Monday, November 28, 2011

Facebook Official



In today’s society we hear a rumor and look at our online social networks for clarification. Is this the best way to confirm unknown information? I don’t think so.

                “Did you hear Rachel and Dave broke up?”
                “No! When did that happen?”
                “I don’t know, but they aren’t together on facebook anymore.”

                Facebook though? That’s the gospel now. If you aren’t facebook official, you aren’t in a real relationship – you’re probably just “seeing” each other. It is hard to believe that this is not only accepted by our generation, but encouraged. I asked my friend the other day how he and his girl were doing. He proceeded to tell me that they were alright, “Nothing serious though, it’s not like we’re facebook official.” Needless to say, I wanted to pull his teeth out.

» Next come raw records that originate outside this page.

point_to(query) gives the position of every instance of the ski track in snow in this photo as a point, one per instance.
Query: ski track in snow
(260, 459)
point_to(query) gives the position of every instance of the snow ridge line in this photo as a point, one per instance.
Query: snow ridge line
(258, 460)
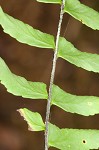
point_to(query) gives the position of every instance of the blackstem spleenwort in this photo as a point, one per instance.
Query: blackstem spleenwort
(63, 139)
(53, 75)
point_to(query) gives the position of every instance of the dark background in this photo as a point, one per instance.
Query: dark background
(35, 65)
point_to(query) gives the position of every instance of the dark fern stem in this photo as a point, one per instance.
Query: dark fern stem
(53, 75)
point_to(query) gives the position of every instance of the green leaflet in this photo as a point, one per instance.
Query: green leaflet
(19, 86)
(33, 119)
(63, 139)
(25, 33)
(84, 60)
(50, 1)
(73, 139)
(83, 105)
(83, 13)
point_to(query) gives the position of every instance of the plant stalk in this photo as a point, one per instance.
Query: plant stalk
(53, 75)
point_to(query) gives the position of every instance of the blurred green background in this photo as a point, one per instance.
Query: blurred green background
(35, 65)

                ‘Facebook official’ shouldn’t only be in regard to relationship status. Since facebook and twitter are now used therapeutically by people who think they have problems, people read depressing statuses and literally believe people might be ready to inflict self harm. Obviously there are some people out there who do need help. To those people, search somewhere other than social networks for help. And for people just seeking attention, with no real problems – take a second to think about what true disadvantaged people have to go through. They don’t have time to bitch and moan on social networks because they are trying to find food and shelter for the night. Put your ‘problems’ in perspective, if you are that desperate for attention – go act crazy in the mall or something. I promise people will watch.

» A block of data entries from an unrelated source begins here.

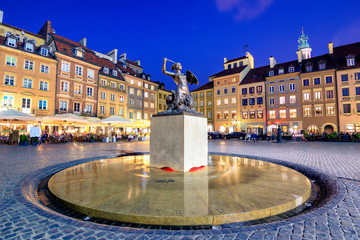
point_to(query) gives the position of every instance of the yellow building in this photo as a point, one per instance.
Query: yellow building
(203, 101)
(28, 76)
(226, 93)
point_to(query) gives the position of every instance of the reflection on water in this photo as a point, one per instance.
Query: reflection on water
(128, 185)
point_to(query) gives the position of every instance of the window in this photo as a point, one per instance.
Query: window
(245, 115)
(8, 101)
(318, 111)
(307, 96)
(316, 81)
(89, 91)
(11, 61)
(292, 99)
(78, 70)
(293, 113)
(11, 42)
(44, 86)
(64, 86)
(29, 65)
(252, 114)
(44, 51)
(351, 62)
(329, 94)
(65, 67)
(77, 88)
(272, 114)
(282, 113)
(281, 88)
(233, 114)
(344, 78)
(346, 108)
(330, 110)
(328, 79)
(27, 83)
(90, 74)
(317, 95)
(271, 101)
(307, 112)
(357, 90)
(282, 100)
(63, 106)
(44, 68)
(102, 109)
(77, 107)
(322, 66)
(259, 89)
(251, 101)
(88, 108)
(9, 80)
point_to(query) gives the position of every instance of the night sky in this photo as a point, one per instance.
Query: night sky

                The true problem with facebook is that it is a relationship destroyer. Crazy, insecure, clingy, needy girlfriends want your password? Nope. That shit simply does not fly. When we refuse to give our password, the assumption is that we are cheating. However, it is only logical not to give out your password. If everyone was supposed to have access to our facebook profiles, we wouldn’t need passwords now would we?

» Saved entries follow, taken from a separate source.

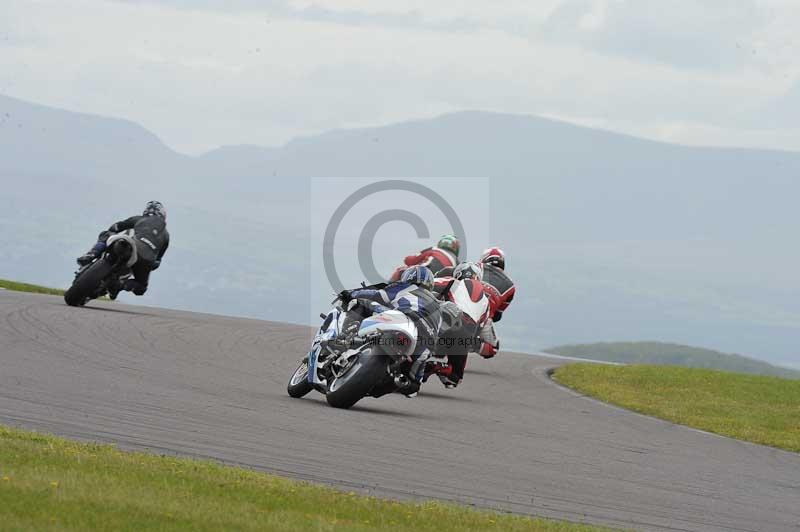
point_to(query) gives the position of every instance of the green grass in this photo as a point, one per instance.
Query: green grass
(673, 355)
(25, 287)
(48, 483)
(754, 408)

                Once you are in a romantic relationship, every girl that posts on your wall is trying to fuck you. They are disrespecting the girl you are with by openly trying to talk to you by posting on your wall. They pose an instant threat by saying they miss you. And god-forbid they sign off with an ‘x’ – what a slut. If you reply, you intend to sleep with her. If you write back and sign off with an ‘x’ – you may as well have cheated on your girl.

                Delete a post from your wall and you are trying to hide something. Prepare for interrogation and hide all the sharp objects in the house. Post something on a girl’s wall – flee the country. Become friends with new females – you are basically running an escort service. Post or receive a VIDEO, call suicide watch. Call her work, call her parents, call her friends, find out where she is, make sure she is safe, put her in a padded room until the storm passes. You think that’s bad? I DARE you to like a picture. I. Dare. You.

We take facebook a little too seriously. People often post things as jokes. Our friends often jump on when we are not in the room and haze us. However, we believe everything we read like it’s fucking CNN. Relax and learn the difference between reality and virtual reality. If you have to ask, “Is he/she serious?” Then wait a minute before you believe it.